The inability of doctors to recognize that women’s bodies operate in ways distinct from men outside of sex also leads to ineffective medical treatment. An article in The Atlantic titled “How Doctors Take Women’s Pain Less Seriously” showed that women wait on average 65 minutes to receive an analgesic for acute abdominal pain. Men wait on average 49 minutes. Further, in the case of an appendix on the verge of rupturing, over an hour-long wait can mean the difference between a simple procedure and life-saving surgery.

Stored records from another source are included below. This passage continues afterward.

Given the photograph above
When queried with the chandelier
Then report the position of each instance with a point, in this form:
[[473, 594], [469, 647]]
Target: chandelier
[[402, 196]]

“Bikini medicine” and the rhetoric it’s tied to has also caused a majority of medical research to be performed on men. In 1977 the FDA warned against allowing women of childbearing age from participating in medical research because a woman could become pregnant and the fetus could be harmed by researchers.= And while women make up 70 percent of those suffering from chronic pain, 80 percent of pain-specific studies are conducted on male mice and humans according to an article by Harvard Health Publishings. Unreliable research like this affects the effectiveness of drugs on women because certain drugs affect women differently. If medical practitioners cannot escape harmful rhetoric and only rely on ineffective data to treat women, it is no wonder that women are suffering from pain while men receive treatment.
The way women suffer at the hands of the medical industry is connected to the various ways women suffer due to objectification and sexist rhetoric. Sexual harassment, catcalling, unfair dress codes, ignoring female pain; all are a means of taking control of women’s bodies. Objectification theory is the idea that women live within a sociocultural context that sexually objectifies the female body and equates a woman’s worth with her physical appearance and sexual capacity. The lack of attention and care shown to women in the medical field is tied to this. When a woman's body becomes more than an object or acts in a way that is not for sexual pleasure, it goes directly against the construct in our society that confines women’s bodies. When a woman is given a sedative to treat her mind instead of an opiate to treat her pain, the body is not being treated, the mind that tried to cast the body as more than an object is being silenced.
More often than not it has been on me, not the doctor, to be persistent and diligent with my condition, and I’ve had to learn the hard way to disregard doctors who try to convince me I am not feeling what I claim to be. Only you know your pain, and I encourage you to trust yourself over those who try to tell you it is not serious or that it is all in your head. Addressing this issue requires more than just expanding medical research or more extensive training for doctors. It requires everyone to confront the very real and dangerous consequence that the socio-cultural ideology that surrounds women and their bodies.
The most immediate opportunity for improvement falls on the part of women patients to advocate for themselves, a situation that can be exceedingly frustrating and time-consuming. Teresa Woodruff, director of Northwestern University's Women's Health Research Institute stated, "What we're telling women is, every time you go to the doctor, ask, 'Has this treatment or drug been tested on women?’ Continue to advocate so physicians have to ask, they have to look it up." She continued, "I think the more people are a little bit outraged, the faster change will occur."